Önümüzdeki süreçte ise, ileri teknolojili ve yüksek katma değerli ürünlerin ağırlık kazanacağı bir sanayi üretimi planlıyoruz. Üretim ve ihracatımızdaki ileri teknolojili ve yüksek katma değerli ürünlerin payını, yüzde 20’ler seviyesine çıkarmayı hedefliyoruz. Sanayideki üretim yapımızı, işgücü ve enerji yoğun üretimden bilgi ve teknoloji yoğun üretime dönüştürerek üretimde katma değeri arttırmanın yolu, belirli stratejileri uygulamaktan geçmektedir.
Ancak burada dikkat çekmek istediğim önemli bir husus var: Türkiye makro ekonomik alanda gerçekleştirdiği yapısal reformları, benzer şekilde sanayide, bunun da ötesinde sektörel alanda ve hatta gerektiğinde belirli ürün gurupları özelinde de gerçekleştirmesi gerekiyor. Artık makro alanda sağladığımız başarıyı, reel sektöre daha fazla yansıtacak, rekabet gücümüzü artıracak mikro reformlara odaklanarak sağlamamız gerekmektedir. Bu kapsamda, 2011 yılı başında uygulamaya başladığımız Türkiye Sanayi Strateji Belgesi ve Eylem Planı, bu reformlara rehberlik edecek bir dokümandır.
Bu Belge ile Türkiye sanayide kendisine bir vizyon ortaya koymuştur. “Orta ve ileri teknoloji ürünlerde Avrasya’nın üretim üssü olmak” şeklinde belirlediğimiz bu vizyon çerçevesinde, bu Belge ile verilen yol haritası ve eylemler, ülkemizi 2023 hedeflerine ulaştırmada büyük katkı verecektir. Yine Sanayi Strateji Belgesinde;
• Orta ve yüksek teknolojili sektörlerin üretim ve ihracat içindeki payının artırılması,
• Düşük teknolojili sektörlerde katma değeri yüksek ürünlere geçişin sağlanması,
• Becerilerini sürekli geliştirebilen şirketlerin ekonomideki ağırlığının artırılması konularını ülke olarak kendimize üç temel stratejik hedef olarak belirledik. Burada belirlediğimiz birinci ve ikinci hedefler aslında bir noktada sanayideki rotamızı ortaya koymaktadır.

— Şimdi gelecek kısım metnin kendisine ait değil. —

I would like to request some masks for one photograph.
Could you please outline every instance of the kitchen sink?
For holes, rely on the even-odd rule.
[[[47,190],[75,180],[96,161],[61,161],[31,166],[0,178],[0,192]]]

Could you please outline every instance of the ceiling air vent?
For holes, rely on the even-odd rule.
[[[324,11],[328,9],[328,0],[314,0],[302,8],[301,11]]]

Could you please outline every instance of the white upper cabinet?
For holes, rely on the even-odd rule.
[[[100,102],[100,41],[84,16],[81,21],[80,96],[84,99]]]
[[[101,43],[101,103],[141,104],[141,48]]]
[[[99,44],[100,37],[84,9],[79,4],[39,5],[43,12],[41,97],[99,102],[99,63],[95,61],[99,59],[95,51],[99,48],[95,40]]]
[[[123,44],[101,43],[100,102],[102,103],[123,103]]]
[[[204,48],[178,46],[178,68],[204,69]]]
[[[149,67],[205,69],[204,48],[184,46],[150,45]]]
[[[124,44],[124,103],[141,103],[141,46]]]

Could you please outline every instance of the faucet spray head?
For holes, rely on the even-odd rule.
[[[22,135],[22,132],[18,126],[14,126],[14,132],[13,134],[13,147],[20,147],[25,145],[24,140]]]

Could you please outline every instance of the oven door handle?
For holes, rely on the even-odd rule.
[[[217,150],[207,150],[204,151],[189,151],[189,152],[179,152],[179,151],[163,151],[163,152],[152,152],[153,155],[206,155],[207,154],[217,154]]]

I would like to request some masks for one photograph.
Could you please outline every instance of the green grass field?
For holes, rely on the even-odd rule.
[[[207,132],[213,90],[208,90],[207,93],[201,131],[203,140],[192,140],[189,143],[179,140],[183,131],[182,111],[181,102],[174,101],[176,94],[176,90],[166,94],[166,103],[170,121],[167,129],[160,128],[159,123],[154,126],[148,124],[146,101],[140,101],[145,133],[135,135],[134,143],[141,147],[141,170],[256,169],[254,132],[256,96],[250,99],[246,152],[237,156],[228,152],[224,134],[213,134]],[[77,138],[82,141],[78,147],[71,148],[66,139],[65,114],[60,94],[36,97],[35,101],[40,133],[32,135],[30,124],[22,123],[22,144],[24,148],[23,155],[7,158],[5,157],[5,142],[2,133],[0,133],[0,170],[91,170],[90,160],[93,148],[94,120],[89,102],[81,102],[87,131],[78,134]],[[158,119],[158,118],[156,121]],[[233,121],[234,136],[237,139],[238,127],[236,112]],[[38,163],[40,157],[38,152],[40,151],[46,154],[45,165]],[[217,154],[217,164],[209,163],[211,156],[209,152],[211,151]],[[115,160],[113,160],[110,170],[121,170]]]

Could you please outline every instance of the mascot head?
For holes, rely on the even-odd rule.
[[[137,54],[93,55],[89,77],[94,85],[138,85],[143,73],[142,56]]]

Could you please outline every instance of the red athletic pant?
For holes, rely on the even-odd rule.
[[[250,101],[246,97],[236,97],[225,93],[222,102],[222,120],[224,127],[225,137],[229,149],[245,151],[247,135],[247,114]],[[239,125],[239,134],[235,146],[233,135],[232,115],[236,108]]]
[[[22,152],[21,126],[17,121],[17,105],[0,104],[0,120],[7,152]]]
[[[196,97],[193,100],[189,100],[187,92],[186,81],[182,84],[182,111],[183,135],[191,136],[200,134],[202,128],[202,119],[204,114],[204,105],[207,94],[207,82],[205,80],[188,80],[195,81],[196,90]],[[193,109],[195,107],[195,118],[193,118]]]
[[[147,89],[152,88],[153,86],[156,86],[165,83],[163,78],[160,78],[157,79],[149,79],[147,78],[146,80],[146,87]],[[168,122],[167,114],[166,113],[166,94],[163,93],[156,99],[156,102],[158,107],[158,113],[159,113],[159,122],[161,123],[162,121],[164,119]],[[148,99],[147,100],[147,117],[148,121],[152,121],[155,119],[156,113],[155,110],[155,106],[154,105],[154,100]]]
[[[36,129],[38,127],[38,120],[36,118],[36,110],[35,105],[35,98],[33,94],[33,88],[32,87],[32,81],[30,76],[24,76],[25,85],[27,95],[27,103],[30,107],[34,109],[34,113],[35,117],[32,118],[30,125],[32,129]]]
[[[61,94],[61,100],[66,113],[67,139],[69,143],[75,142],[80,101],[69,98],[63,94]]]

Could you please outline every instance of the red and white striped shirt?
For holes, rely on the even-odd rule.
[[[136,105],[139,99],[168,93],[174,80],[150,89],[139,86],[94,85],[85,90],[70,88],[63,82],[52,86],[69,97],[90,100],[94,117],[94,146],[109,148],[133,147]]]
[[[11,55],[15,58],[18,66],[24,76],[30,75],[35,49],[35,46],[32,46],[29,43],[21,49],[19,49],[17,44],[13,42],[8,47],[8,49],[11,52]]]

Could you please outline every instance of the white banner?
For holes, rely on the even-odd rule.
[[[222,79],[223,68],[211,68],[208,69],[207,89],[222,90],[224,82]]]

Bu rota doğrultusunda da, Bakanlık olarak sanayideki üretim yapımızda köklü değişikler yapmak için çalışmalara başladık. Kalıcı rekabet üstünlüğü sağlamak için sanayideki üretim yapımızın gelişmiş ülkelerde olduğu gibi, ileri ve yüksek teknolojili ürünlerin üretimine doğru kayması gerekmektedir. Biz ancak ürettiğimiz ürünlere yeni teknolojik özellikler, yeni teknolojik tasarımlar kazandırarak ve buna bağlı olarak da küresel çapta markalar oluşturarak kalıcı rekabet üstünlüğü sağlayabiliriz. Zaten bugünkü cari açık rakamlarına baktığımızda, cari açığın ağılıklı olarak dış ticaret açığından kaynaklandığını, dış ticaret açığına da ara malı ve yatırım malı ithalatındaki yüksek değerlerin neden olduğunu görüyoruz.

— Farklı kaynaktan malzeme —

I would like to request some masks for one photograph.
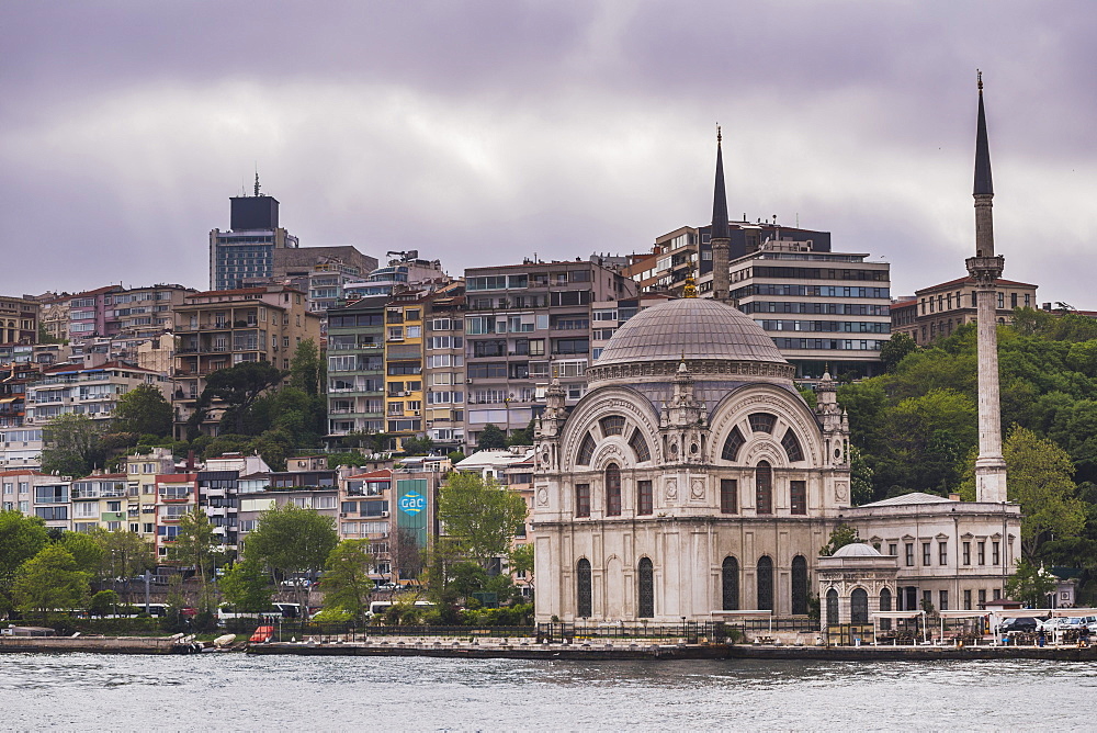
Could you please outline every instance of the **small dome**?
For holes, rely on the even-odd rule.
[[[837,552],[832,555],[833,557],[883,557],[880,551],[873,548],[871,544],[866,544],[863,542],[855,542],[852,544],[847,544],[842,548],[838,548]]]
[[[711,298],[683,297],[652,306],[618,329],[596,366],[637,361],[716,359],[787,364],[761,326]]]

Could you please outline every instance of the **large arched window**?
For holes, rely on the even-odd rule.
[[[621,469],[617,463],[606,466],[606,516],[621,516]]]
[[[803,555],[792,559],[792,612],[807,613],[807,561]]]
[[[584,557],[575,568],[575,614],[581,619],[592,616],[590,612],[590,561]]]
[[[758,559],[758,608],[773,610],[773,561],[768,555]]]
[[[880,610],[890,611],[891,610],[891,590],[887,588],[880,589]],[[891,619],[880,619],[880,628],[884,631],[891,629]]]
[[[826,623],[827,625],[838,623],[838,591],[834,588],[826,591]]]
[[[724,601],[722,608],[725,611],[739,610],[739,561],[734,557],[724,557],[720,579],[721,595]]]
[[[869,622],[869,594],[864,588],[855,588],[849,595],[849,622]]]
[[[655,616],[655,568],[647,557],[640,559],[637,573],[637,612],[642,619],[649,619]]]
[[[724,450],[720,453],[720,458],[725,461],[734,461],[738,456],[739,449],[743,448],[743,443],[745,442],[746,440],[743,439],[743,433],[739,432],[739,429],[737,427],[732,428],[731,435],[728,435],[727,440],[724,441]]]
[[[773,469],[766,461],[755,469],[755,510],[760,515],[773,514]]]

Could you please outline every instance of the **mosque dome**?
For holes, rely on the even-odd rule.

Strateji belgeleri bağlamında değinmek istediğim bir husus da; sadece strateji belgelerini hazırlamanın yeterli olmadığıdır. Bu belgelere hayat kazandıran, işlerlik kazandıran içerisindeki eylemlerdir. Bu nedenle eylemlerin başarıyla sonuçlanması için, etkin bir şekilde izlenmesi ve değerlendirilmesi gerekiyor. Türkiye Sanayi Stratejisi Belgesinde toplam olarak 72 adet eylem bulunmaktadır. 2011 yılı itibariyle bu eylemlerden yüzde 85’inin başarılı bir şekilde devam ettiği, yüzde 11’inde kısmen başarı sağlandığı, yüzde 4’ünde ise istenilen düzeyde ilerleme kaydedilmediği tespit edilmiştir. İlerleme sağlanamayan eylemlere yönelik etkinlik çalışmaları Sanayi Stratejisi Belgesi kapsamında kurulan Girişimlerce izlenmektedir.

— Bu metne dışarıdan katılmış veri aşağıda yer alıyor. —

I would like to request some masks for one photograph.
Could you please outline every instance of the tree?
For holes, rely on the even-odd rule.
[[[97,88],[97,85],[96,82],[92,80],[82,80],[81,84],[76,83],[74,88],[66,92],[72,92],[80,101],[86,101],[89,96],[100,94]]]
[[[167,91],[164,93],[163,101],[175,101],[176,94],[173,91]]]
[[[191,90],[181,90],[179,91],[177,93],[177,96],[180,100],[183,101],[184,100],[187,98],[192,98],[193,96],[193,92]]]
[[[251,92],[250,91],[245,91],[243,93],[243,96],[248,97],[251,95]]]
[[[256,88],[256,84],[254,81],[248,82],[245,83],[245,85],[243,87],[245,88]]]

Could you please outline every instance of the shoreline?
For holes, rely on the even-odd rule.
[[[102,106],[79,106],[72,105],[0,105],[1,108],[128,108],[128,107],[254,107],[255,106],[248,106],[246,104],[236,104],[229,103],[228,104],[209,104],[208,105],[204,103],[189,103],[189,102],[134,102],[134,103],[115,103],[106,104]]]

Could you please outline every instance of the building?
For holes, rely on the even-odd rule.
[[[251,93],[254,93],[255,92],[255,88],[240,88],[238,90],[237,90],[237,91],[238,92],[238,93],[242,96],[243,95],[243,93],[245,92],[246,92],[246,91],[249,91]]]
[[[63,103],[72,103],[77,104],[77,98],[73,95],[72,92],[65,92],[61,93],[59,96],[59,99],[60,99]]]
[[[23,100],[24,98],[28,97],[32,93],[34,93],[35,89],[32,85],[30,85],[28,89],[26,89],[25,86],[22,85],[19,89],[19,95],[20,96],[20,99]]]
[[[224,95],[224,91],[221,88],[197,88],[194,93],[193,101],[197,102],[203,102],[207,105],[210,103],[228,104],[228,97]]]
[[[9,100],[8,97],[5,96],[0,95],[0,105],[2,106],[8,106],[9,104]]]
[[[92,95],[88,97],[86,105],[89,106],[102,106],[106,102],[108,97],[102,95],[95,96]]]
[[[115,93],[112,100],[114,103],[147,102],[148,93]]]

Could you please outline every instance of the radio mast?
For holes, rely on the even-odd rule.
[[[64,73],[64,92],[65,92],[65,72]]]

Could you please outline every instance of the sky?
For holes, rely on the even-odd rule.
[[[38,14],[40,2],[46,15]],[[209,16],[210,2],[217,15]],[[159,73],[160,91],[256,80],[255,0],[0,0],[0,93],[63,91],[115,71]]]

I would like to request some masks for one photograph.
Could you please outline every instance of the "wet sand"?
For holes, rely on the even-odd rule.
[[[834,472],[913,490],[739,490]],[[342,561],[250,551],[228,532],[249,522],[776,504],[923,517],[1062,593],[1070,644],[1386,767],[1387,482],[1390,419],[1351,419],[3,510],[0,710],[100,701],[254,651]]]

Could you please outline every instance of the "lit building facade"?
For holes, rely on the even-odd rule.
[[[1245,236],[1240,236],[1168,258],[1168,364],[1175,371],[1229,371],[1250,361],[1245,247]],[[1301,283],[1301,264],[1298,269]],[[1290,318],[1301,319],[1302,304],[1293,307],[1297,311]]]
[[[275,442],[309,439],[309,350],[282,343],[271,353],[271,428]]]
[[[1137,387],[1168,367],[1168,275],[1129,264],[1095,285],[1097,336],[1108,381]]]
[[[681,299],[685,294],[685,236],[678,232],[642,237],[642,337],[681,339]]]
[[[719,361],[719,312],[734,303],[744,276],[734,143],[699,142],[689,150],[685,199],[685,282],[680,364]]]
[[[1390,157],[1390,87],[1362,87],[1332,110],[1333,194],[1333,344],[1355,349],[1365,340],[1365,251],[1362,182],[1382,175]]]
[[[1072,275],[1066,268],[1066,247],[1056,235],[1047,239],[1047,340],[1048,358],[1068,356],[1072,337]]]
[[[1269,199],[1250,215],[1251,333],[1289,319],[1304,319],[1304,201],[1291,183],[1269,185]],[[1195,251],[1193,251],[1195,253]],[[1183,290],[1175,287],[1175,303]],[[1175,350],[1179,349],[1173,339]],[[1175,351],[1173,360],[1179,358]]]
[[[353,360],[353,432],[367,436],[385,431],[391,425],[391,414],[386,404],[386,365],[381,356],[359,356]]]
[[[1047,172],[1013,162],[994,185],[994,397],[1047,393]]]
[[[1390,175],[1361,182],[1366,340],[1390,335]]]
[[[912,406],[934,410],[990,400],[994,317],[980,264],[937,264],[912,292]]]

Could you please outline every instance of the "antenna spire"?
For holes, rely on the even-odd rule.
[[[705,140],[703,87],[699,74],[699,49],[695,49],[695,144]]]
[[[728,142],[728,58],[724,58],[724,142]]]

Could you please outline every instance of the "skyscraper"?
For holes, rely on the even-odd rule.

Türkiye Sanayi Stratejisi Belgesi, sanayideki ana yol haritamızı ortaya koymaktadır. Ancak burada önemli olan bir husus da, ana yol haritasına uygun olarak sektörel strateji belgelerinin hazırlanması konusudur. Bu bağlamda, sanayi stratejisi çatısı altında sektörlere yönelik stratejik plan çalışmaları da yine Bakanlığımız tarafından yürütülmektedir. Biz sektörel strateji belgelerini, yapılacak eylemlerin altyapısını hazırlayan, planlayan ve bir takvime bağlayan yol haritaları olarak görüyoruz. Bu çerçevede, Makine Sektörü Strateji Belgesi ile Otomotiv Sektörü Strateji Belgesi hazırlanarak geçen yıl Mayıs ayında uygulanmaya başlanmıştır. Kimya, Demir- Çelik ve Demir-Dışı Metaller, Seramik Sanayi ile Elektrik Elektronik Sanayi Strateji Belgeleri de hazırlanmış olup Ekonomi Koordinasyon Kurulu’na sevk edilmiştir.
Tekstil, Hazır Giyim, Deri ve Deri Ürünleri ile İlaç Sanayi Strateji Belgelerinin hazırlık çalışmaları ise devam etmektedir. Görüldüğü gibi tüm bu strateji belgeleri, kamunun ve özel sektörün birlikte hareket etmesiyle katılımcı bir yaklaşımla ortaya çıkmıştır. Türkiye olarak 2023 yılı hedeflerimize ulaşmamız da, yine aynı birliktelikle mümkün olacaktır.